2021 Nobel Peace Prize Winners



Maria Ressa and Dmitriy Muratov

Nika Anderson, Editor-in-Chief

The Nobel Peace Prize, which is awarded to exemplary individuals such as human rights activists, politicians, scholars, and journalists that promote peace between nations, was awarded to Dmitriy Muratov and Maria Ressa in 2021. This annual prize, which is awarded to winners by the Norwegian Parliament, has its roots in a remarkable story. In order to redeem his destructive legacy about inventing dynamite, nineteenth-century Swedish entrepreneur Alfred Nobel invested in the Nobel Prize in his will, which is given to those who “conferred the greatest benefit to mankind.” As a reward for their achievements, laureates receive a medal, diploma, and an amount of money that can total up to nine million dollars. In October 2021, the Norwegian Nobel Committee announced their selection of Muratov and Ressa for their groundbreaking journalistic efforts in reporting from warzones and combating authoritarianism. 

Dmitriy Muratov had been selected for his fight for the freedom of expression in Russia. He had helped found the independent newspaper, Novaya Gazeta, of which he had been the editor-in-chief for twenty-four years. Six of Novaya Gazeta’s journalists have been killed, mainly for their scathing reportages of human rights abuses in Chechnya, extrajudicial killings, corrupt politicians, kidnappings, unlawful arrests, election fraud, and police brutality. In his translated Nobel lecture in Oslo on December 10, 2021, Muratov lamented that jailed Russian rights activist Alexey Navalny did not get the prize and stated that,”of course, we understand that the award today goes to the entire community of investigative journalists.” In a country where independent journalists and NGOs are being labeled “foreign agents,” Muratov believes that investigative journalism is the “antidote to tyranny.” 

Maria Ressa is a Filipino-American rights activist who is the CEO of Rappler, which is a Southeast Asian news source. She had worked as a journalist for thirty-five years and created the Manila Bureau in CNN. She staunchly opposes the current Filipino president, Rodrigo Duterte who she accuses of being linked to the vigilante Davao Death Squad that had killed thousands of people in its “war on drugs.” The government sent out arrest warrants and accused her of cyber libel due to her honest coverage about the corrupt government. She blasted surveillance capitalism because of how social media can help authoritarian governments spread bias and catalyze violence, saying in her speech that it “poses a foundational threat to markets and elections.” State actors are notorious for utilizing asymmetrical warfare tactics such as cyberwarfare to destabilize democratic countries. 

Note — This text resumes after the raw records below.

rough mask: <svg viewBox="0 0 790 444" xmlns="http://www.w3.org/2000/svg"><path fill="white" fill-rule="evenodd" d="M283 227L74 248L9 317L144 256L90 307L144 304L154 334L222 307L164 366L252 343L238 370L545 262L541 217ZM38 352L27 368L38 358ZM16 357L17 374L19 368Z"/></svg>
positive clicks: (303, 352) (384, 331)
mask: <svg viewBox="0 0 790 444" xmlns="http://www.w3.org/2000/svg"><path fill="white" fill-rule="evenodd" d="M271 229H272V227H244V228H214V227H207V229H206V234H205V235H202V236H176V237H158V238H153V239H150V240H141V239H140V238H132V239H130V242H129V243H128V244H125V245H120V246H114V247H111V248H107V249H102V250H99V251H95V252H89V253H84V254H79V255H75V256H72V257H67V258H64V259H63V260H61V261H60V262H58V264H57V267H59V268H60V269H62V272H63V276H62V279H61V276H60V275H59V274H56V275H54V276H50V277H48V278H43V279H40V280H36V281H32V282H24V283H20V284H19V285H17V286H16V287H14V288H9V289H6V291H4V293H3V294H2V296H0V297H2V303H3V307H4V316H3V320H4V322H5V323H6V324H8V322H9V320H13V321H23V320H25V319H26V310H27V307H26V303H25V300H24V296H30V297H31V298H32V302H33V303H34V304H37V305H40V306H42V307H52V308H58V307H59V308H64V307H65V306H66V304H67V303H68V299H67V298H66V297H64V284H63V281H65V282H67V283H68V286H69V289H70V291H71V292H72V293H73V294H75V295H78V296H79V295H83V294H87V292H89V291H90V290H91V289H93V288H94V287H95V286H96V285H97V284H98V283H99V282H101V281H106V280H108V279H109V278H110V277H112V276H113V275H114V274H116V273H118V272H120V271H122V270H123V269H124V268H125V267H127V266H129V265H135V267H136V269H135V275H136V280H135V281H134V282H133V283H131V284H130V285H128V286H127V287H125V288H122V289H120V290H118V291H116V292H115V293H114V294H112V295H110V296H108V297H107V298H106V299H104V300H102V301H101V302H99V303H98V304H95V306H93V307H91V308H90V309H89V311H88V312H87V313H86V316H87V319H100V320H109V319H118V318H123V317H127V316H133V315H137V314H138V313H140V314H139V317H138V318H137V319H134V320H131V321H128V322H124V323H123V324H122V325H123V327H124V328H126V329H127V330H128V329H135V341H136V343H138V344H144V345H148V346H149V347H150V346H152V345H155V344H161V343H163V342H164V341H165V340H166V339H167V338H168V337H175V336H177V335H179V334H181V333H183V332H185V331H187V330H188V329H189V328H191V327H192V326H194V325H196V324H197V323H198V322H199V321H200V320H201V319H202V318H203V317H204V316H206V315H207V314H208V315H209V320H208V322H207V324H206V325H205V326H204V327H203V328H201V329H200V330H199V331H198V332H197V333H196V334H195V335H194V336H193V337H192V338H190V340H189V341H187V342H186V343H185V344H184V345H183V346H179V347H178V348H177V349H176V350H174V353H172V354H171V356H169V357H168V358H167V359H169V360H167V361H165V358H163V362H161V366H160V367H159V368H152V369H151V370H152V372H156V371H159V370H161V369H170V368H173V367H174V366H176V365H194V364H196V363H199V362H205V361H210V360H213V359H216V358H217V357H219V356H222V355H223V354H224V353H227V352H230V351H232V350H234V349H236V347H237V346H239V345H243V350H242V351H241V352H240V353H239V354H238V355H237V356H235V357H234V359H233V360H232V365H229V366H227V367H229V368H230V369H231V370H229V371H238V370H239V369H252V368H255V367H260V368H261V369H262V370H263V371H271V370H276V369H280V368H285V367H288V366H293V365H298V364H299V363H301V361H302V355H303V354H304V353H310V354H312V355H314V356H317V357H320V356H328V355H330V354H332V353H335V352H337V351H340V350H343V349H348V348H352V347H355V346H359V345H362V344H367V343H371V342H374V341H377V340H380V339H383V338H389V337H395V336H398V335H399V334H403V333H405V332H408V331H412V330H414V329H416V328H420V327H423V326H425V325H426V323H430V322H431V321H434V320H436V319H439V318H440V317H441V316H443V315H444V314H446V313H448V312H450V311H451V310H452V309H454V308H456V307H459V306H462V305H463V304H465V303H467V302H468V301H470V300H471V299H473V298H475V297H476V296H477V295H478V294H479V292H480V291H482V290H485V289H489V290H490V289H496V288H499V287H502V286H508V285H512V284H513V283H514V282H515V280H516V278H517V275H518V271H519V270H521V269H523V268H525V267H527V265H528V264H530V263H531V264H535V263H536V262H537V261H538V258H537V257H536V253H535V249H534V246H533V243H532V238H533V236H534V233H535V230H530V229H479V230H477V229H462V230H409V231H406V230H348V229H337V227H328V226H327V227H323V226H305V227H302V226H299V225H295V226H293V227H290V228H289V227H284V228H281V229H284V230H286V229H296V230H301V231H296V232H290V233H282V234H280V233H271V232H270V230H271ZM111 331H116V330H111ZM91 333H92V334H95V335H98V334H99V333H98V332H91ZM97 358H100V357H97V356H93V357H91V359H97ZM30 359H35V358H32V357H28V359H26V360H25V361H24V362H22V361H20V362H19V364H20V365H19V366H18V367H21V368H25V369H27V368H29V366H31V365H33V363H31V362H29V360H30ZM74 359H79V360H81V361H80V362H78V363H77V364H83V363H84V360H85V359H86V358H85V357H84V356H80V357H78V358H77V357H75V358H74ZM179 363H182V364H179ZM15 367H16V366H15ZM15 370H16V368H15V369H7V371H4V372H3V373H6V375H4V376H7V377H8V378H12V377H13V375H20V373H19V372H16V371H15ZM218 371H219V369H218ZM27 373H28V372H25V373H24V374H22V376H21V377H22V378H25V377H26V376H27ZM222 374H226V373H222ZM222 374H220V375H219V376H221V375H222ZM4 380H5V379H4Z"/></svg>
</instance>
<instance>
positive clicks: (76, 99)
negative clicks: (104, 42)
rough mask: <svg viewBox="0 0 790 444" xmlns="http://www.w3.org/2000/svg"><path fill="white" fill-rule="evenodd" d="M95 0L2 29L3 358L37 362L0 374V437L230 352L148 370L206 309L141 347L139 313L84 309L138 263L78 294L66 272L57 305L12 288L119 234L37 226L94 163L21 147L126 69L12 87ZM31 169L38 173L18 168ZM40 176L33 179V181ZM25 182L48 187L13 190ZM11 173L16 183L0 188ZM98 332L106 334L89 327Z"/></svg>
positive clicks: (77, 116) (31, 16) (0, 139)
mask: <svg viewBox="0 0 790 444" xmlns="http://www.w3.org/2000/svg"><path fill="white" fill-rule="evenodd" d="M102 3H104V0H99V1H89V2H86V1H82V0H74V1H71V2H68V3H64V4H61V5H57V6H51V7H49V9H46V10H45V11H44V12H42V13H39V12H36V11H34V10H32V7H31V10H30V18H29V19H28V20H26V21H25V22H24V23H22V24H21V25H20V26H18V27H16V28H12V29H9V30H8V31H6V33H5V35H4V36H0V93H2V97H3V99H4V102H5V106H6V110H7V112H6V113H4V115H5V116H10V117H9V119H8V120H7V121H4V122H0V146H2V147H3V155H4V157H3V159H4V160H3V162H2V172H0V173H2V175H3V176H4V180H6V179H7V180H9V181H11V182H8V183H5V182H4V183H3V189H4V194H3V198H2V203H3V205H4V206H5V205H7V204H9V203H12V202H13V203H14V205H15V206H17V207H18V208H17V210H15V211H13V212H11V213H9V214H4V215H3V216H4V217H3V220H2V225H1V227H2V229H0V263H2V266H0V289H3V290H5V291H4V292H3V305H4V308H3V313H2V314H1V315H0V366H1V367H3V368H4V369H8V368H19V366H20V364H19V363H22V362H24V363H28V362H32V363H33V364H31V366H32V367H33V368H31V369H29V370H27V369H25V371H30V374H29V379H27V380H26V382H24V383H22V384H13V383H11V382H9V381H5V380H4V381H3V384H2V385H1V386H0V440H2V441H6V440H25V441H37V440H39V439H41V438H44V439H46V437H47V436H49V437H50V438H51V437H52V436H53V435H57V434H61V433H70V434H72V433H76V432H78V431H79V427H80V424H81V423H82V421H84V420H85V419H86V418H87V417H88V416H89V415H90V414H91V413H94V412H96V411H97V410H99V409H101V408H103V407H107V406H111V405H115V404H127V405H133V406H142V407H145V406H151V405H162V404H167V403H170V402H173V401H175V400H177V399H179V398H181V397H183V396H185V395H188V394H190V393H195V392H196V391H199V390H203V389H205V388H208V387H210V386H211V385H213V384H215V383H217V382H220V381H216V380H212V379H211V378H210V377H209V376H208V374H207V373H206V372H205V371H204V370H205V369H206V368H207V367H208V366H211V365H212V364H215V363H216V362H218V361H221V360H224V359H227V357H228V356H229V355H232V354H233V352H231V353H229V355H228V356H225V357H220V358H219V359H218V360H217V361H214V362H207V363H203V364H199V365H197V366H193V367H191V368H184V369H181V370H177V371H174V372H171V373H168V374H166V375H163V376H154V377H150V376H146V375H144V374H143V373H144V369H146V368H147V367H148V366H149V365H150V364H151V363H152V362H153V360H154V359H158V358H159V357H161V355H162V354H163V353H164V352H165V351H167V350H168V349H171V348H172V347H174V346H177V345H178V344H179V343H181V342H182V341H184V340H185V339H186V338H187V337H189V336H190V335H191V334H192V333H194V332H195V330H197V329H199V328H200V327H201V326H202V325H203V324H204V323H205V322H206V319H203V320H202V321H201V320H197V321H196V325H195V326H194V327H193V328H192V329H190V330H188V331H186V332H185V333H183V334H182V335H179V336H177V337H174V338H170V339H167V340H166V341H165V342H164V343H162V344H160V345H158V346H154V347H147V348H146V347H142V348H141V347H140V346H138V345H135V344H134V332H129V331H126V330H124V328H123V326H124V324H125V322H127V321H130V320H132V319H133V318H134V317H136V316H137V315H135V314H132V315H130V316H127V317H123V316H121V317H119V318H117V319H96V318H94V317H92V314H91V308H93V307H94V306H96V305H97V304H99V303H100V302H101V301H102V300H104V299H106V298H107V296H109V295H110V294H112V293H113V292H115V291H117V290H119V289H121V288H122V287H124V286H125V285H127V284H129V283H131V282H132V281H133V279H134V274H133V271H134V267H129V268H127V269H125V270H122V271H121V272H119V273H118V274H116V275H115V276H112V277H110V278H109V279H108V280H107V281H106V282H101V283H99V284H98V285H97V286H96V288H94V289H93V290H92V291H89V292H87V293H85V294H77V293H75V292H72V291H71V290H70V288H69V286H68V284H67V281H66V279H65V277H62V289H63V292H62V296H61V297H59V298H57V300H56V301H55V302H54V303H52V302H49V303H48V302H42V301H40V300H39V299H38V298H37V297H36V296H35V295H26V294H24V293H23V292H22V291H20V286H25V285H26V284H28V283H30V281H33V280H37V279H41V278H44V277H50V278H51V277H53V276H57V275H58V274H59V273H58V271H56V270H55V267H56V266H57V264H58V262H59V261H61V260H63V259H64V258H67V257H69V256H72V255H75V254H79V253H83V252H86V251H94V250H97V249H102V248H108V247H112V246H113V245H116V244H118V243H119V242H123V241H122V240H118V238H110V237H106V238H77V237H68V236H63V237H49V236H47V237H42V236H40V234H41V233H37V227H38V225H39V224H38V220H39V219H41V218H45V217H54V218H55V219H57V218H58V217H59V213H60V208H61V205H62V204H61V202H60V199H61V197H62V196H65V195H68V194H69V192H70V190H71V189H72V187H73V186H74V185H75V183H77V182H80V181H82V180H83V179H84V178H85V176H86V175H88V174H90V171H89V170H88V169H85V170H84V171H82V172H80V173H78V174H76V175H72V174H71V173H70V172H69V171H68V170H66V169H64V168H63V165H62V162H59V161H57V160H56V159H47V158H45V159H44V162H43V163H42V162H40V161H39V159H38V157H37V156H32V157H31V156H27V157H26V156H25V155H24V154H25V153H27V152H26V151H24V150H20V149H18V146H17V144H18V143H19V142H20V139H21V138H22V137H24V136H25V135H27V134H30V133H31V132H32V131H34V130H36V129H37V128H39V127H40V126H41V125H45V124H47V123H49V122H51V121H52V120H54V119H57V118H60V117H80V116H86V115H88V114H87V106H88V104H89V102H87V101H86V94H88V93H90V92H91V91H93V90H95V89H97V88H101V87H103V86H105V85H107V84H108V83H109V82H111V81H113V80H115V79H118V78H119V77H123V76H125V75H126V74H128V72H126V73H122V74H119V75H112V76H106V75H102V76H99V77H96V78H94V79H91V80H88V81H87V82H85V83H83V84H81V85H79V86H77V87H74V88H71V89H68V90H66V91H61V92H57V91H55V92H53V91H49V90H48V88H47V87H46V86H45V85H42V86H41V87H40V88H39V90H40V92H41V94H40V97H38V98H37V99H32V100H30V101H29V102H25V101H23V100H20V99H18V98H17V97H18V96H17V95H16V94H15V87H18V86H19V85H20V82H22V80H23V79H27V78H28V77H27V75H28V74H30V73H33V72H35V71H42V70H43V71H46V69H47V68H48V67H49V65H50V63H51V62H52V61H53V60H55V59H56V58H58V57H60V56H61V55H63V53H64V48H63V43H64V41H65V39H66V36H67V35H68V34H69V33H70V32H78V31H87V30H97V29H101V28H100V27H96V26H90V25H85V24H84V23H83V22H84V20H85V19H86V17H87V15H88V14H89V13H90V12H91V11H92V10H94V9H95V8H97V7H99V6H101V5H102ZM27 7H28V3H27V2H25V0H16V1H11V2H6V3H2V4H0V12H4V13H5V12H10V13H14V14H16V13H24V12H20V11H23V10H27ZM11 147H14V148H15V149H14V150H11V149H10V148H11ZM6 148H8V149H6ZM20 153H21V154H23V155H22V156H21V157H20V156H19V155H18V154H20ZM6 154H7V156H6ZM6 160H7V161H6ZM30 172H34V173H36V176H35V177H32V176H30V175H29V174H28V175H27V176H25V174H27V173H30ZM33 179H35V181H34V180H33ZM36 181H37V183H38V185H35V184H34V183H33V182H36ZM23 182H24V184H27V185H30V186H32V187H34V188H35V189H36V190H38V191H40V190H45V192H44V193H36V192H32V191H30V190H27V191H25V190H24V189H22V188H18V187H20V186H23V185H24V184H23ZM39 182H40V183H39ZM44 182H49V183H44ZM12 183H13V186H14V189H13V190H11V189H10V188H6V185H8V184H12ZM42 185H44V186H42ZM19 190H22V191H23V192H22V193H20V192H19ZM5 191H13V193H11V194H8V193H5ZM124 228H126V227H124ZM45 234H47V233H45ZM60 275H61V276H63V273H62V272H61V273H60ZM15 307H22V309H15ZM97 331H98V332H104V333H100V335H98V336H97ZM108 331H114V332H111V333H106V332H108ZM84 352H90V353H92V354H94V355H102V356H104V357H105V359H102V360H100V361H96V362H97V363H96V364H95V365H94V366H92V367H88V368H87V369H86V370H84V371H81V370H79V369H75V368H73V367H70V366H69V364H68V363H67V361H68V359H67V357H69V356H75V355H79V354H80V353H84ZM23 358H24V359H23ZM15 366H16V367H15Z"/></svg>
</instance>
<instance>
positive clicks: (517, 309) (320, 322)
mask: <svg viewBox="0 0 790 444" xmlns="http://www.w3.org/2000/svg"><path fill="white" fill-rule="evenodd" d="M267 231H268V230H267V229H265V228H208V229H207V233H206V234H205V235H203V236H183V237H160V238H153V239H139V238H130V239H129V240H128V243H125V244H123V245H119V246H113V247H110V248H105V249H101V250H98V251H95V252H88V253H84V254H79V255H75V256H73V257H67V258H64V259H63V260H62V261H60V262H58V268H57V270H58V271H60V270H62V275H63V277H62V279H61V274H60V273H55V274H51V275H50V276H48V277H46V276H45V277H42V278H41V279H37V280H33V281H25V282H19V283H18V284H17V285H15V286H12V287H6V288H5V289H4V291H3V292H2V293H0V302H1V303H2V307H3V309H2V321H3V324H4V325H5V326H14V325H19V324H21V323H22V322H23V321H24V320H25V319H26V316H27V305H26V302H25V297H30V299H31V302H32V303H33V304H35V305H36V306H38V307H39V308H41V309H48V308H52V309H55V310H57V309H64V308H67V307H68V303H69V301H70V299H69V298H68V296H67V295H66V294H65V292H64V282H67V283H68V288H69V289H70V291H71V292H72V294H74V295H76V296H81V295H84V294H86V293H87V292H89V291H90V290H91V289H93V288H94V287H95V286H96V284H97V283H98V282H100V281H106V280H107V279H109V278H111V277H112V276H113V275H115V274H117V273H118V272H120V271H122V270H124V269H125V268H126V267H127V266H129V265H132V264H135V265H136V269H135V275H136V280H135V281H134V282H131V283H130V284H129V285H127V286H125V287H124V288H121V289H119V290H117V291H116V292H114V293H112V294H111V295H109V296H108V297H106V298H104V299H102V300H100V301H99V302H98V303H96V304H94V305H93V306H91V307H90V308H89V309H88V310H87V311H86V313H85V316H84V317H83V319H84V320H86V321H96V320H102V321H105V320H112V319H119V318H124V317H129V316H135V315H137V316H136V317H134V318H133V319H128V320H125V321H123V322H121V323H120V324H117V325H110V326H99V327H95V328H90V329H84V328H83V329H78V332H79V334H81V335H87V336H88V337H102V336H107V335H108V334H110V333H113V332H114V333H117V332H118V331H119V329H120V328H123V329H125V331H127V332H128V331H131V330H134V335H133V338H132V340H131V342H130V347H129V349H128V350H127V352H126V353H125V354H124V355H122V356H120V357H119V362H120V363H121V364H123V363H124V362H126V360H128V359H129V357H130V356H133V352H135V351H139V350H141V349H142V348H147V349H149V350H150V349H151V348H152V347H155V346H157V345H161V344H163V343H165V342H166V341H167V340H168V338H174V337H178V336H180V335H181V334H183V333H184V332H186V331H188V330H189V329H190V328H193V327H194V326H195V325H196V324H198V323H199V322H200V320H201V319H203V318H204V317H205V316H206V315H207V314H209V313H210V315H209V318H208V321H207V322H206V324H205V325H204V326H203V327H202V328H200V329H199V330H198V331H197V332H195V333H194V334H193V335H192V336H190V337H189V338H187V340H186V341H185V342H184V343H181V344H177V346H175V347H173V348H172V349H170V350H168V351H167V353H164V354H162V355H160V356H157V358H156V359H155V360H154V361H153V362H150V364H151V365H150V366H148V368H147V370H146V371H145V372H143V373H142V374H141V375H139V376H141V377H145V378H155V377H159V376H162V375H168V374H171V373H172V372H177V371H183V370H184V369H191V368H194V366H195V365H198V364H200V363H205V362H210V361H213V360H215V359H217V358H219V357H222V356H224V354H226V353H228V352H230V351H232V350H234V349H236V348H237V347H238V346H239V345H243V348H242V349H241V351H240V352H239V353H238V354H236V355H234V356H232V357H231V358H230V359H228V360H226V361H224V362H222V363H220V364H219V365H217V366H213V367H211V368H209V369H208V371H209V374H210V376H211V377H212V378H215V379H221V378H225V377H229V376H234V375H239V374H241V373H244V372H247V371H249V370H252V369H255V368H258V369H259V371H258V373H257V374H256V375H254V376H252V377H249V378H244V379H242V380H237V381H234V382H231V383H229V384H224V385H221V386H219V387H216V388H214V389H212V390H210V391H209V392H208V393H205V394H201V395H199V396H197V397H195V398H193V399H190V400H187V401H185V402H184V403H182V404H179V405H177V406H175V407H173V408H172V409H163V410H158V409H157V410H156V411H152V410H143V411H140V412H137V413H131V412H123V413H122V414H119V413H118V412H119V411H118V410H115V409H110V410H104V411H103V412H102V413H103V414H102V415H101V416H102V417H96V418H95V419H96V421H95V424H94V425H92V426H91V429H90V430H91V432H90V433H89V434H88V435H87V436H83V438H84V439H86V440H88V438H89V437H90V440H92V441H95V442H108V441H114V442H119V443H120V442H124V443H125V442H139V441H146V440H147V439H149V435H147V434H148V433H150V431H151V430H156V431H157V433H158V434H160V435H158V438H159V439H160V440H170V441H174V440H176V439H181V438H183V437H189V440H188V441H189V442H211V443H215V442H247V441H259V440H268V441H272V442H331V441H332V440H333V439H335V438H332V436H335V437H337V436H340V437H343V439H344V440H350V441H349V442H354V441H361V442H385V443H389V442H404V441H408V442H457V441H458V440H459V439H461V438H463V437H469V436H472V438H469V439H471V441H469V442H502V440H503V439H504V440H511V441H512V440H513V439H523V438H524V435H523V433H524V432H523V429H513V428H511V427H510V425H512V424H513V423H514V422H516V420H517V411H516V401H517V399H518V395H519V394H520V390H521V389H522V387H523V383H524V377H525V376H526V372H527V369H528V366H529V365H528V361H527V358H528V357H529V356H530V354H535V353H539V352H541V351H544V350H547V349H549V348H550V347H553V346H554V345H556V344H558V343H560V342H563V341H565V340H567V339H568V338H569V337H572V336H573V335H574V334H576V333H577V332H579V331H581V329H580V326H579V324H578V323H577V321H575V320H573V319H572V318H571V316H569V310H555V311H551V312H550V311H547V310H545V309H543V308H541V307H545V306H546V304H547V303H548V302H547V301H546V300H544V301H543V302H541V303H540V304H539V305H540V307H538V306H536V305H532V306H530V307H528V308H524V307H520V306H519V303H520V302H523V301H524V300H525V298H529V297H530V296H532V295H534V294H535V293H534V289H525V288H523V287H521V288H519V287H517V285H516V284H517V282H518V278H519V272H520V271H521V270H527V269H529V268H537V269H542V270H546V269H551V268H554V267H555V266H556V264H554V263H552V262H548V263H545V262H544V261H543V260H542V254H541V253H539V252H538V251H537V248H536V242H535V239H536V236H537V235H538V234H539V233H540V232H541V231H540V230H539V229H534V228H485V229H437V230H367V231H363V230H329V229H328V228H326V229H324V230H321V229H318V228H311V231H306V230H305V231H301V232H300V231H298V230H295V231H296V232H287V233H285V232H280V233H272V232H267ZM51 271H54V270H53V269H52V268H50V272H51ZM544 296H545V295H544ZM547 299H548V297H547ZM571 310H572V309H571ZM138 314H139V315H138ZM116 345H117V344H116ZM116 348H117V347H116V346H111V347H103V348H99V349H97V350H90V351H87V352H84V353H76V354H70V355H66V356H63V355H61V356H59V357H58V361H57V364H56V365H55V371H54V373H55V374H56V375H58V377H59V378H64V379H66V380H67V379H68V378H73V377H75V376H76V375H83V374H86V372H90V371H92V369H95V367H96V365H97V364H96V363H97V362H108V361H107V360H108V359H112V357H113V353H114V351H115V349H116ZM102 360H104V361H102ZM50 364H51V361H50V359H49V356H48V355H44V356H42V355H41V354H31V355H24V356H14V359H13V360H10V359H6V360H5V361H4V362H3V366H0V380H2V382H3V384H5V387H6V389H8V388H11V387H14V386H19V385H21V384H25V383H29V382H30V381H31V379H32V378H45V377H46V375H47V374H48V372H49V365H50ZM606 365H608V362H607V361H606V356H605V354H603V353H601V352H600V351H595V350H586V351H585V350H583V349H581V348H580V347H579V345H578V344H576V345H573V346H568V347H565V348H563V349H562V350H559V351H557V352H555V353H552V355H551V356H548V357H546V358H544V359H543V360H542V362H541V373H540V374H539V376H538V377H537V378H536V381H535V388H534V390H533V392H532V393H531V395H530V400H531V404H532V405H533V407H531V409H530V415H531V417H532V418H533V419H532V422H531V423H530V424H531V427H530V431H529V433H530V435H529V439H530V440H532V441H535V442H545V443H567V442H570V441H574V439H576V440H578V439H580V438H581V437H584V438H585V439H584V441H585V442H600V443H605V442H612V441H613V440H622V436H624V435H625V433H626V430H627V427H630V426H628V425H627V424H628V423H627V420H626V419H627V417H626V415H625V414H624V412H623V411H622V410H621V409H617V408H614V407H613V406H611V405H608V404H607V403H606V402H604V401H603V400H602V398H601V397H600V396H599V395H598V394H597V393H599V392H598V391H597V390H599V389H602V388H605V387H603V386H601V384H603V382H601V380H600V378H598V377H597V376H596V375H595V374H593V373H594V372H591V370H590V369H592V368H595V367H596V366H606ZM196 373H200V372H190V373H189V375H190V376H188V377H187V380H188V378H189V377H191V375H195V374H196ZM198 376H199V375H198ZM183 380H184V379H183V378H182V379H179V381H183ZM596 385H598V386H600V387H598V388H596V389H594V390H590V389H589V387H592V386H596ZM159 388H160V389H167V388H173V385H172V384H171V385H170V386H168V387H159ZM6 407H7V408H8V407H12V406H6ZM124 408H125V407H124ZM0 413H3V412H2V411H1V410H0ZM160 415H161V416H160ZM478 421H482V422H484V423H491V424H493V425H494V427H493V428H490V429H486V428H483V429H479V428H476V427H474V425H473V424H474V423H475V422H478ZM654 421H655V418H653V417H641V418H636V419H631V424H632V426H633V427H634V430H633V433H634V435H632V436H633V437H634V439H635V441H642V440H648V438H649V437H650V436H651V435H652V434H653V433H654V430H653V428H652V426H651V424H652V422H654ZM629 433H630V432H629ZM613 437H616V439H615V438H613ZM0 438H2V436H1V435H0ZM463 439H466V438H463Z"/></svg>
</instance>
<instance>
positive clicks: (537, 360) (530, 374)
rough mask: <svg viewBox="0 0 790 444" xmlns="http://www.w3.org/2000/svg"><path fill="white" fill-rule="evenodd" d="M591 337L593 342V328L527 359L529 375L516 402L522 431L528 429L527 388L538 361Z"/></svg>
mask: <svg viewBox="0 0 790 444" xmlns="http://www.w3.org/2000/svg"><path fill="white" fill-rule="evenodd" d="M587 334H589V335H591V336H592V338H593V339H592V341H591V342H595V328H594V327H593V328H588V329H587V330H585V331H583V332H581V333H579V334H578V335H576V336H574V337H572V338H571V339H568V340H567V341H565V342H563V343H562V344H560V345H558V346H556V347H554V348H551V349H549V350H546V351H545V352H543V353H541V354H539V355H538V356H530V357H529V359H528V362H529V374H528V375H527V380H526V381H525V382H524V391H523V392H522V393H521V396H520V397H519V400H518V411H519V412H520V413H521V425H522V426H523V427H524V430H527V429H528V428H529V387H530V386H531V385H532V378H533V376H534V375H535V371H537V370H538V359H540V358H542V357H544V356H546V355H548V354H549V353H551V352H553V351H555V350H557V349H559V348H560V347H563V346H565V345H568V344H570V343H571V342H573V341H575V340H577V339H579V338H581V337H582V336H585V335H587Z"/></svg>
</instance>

Muratov and Ressa prove to us that human rights abuses are not “internal affairs” that should be ignored by the global community. The effective work of independent journalists has shown that the caravan goes on because the dogs bark, as Muratov had suggested. Ressa claimed that the more the investigators and reporters are attacked, the more resilient they become.

“Now let’s go and make it happen. Let’s hold the line. Together,” Ressa concluded.